Some people have observed that the purchase impacts the nascent grocery delivery sector more than the established supermarkets. That was my first thought. For me Saturday used to involve a trip to Whole Foods. But not anymore. Basically I use Instacart. (I can’t use Amazon Fresh because it doesn’t delivery to where I live. For now….)

Before A&P reimagined the profession being a grocer was a way for working class men to have a job that could support a family and give them some independence. But as the supermarkets cannibalized small grocers, men who had run their own businesses became employees in large corporations. Entrepreneurs became clerks.
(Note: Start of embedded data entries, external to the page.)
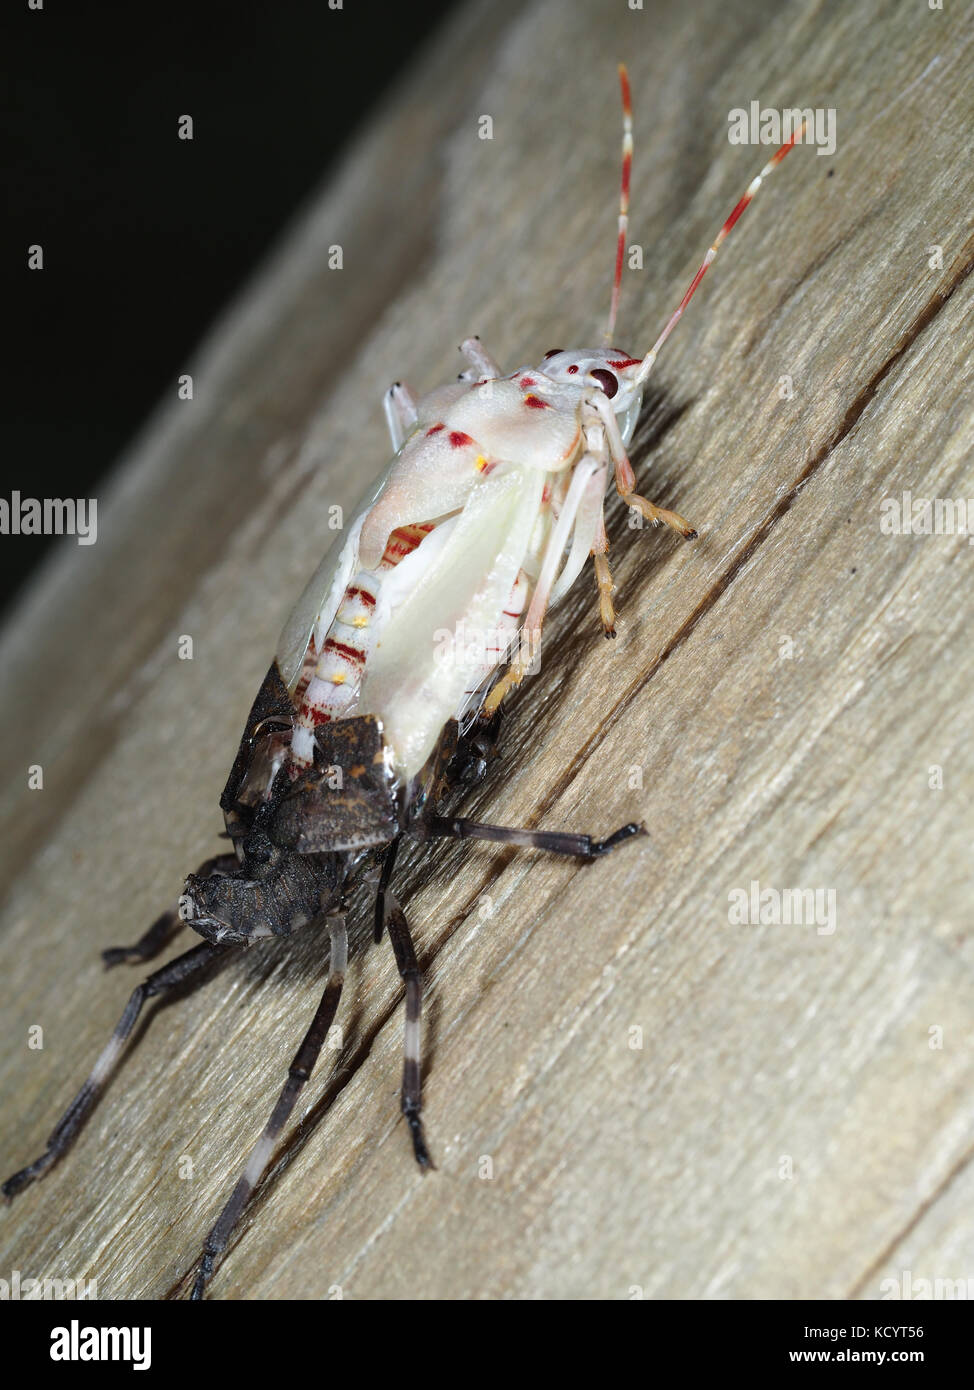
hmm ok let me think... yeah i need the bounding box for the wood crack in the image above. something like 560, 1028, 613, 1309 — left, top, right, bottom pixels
845, 1137, 974, 1300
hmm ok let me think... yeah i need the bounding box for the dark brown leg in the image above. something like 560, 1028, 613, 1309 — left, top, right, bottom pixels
191, 916, 348, 1300
377, 884, 432, 1170
3, 941, 231, 1200
101, 853, 239, 967
445, 709, 504, 789
373, 836, 401, 944
423, 815, 645, 859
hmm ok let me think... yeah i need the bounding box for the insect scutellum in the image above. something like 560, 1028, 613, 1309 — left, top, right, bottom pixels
3, 63, 807, 1300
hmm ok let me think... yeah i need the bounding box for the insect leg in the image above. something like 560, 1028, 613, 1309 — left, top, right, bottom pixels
373, 835, 401, 943
101, 853, 239, 967
371, 841, 431, 1166
588, 501, 620, 639
2, 941, 231, 1201
445, 709, 503, 789
589, 390, 698, 539
484, 457, 602, 715
101, 907, 181, 969
378, 887, 432, 1169
592, 550, 616, 638
191, 915, 347, 1300
546, 464, 614, 637
458, 336, 501, 380
422, 815, 645, 860
383, 381, 418, 452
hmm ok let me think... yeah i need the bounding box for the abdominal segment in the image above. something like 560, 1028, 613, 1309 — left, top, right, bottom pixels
288, 521, 436, 771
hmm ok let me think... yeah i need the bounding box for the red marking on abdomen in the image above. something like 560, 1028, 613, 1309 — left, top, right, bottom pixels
323, 638, 366, 666
449, 430, 474, 448
426, 423, 444, 435
345, 585, 376, 607
523, 394, 549, 409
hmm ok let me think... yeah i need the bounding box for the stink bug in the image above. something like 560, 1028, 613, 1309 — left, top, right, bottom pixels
3, 66, 805, 1298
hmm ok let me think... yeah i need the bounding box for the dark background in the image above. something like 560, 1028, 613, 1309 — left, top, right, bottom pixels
2, 0, 458, 617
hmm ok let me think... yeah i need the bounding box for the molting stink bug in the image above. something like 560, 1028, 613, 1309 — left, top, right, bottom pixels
3, 66, 804, 1298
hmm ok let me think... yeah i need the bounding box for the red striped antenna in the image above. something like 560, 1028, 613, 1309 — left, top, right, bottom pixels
633, 118, 806, 386
603, 63, 633, 345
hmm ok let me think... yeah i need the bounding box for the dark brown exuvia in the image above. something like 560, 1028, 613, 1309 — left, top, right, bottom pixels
2, 658, 639, 1298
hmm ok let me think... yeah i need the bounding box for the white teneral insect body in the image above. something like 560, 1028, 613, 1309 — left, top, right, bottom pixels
3, 66, 805, 1299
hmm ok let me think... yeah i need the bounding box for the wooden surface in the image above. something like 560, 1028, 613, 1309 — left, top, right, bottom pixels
2, 0, 973, 1300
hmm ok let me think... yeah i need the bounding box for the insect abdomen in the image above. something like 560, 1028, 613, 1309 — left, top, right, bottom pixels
289, 521, 437, 769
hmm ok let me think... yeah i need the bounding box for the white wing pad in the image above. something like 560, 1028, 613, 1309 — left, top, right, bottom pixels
358, 466, 545, 779
358, 375, 581, 571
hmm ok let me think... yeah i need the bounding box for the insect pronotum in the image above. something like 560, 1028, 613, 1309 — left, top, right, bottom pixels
3, 66, 804, 1298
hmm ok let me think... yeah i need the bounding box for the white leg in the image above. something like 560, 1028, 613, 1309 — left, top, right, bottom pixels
383, 381, 418, 452
459, 336, 502, 381
549, 465, 608, 607
484, 455, 600, 715
587, 390, 697, 539
592, 521, 616, 638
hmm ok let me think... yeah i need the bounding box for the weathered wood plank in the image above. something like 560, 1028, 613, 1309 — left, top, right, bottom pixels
1, 0, 972, 1300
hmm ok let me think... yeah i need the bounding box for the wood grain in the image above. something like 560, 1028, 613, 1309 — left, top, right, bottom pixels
2, 0, 973, 1300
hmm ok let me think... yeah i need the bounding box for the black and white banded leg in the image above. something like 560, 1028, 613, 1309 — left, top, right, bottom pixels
373, 836, 401, 945
377, 879, 432, 1170
101, 853, 239, 967
373, 838, 432, 1168
3, 941, 231, 1200
191, 915, 348, 1300
423, 814, 645, 859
Creative destruction also worked so that eventually A&P was marginalized by new-model supermarkets that catered to suburban families. Today Walmart and Whole Foods have been attacking the low and top ends of the market and squeezing out smaller players.
Walmart’s battle from the bottom-up seems to have beaten Whole Foods’ premium strategy. Amazon’s purchase makes sense since Whole Foods has some assets major it can bring to the battle, but Walmart scale just too much for them to tackle.
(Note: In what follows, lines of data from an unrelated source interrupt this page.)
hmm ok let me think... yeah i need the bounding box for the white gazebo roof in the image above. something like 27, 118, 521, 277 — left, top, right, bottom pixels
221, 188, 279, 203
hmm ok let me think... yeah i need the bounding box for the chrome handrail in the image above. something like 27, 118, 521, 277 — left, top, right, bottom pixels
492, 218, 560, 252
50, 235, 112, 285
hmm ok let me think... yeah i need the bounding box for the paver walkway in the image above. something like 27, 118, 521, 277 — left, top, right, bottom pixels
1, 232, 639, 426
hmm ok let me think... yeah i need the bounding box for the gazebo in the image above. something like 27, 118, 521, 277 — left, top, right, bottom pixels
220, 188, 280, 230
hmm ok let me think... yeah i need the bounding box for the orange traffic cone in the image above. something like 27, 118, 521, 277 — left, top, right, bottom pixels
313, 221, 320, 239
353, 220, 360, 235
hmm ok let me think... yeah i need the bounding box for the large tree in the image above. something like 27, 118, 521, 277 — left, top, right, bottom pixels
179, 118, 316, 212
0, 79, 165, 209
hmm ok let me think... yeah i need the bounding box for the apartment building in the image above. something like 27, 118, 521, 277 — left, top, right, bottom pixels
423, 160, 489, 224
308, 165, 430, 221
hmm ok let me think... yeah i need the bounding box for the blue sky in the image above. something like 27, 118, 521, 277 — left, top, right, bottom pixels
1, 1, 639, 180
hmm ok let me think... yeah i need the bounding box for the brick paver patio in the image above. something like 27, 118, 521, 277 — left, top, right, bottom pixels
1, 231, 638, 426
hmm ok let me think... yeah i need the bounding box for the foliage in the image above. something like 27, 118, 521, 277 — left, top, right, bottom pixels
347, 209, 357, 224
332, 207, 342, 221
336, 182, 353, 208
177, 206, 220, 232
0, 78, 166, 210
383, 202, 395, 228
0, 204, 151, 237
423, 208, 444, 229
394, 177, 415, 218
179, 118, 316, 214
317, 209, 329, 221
As we all know the retail sector is changing. Half of millennials now buy groceries online at least some of the time. Malls are closing as their anchor department stores struggle. Where would a modern day Tiffany do her tour? Obviously it’s YouTube.
But that doesn’t mean that people won’t venture out. Upscale retail plazas are replacing the role of malls. Independent bookstores are still around, while Borders is gone and Barnes & Noble is a shadow of what it was. The positive aspect of the death of bricks and mortar retail is that we spend less time out and about on errands. Rather, we go out to eat at a restaurant, or meet friends in the park or at a bar. The downside is a smaller and smaller set of firms are dominating the supply chains between producers and consumers. I think Amazon will be targeted by antitrust considerations in the 2020s.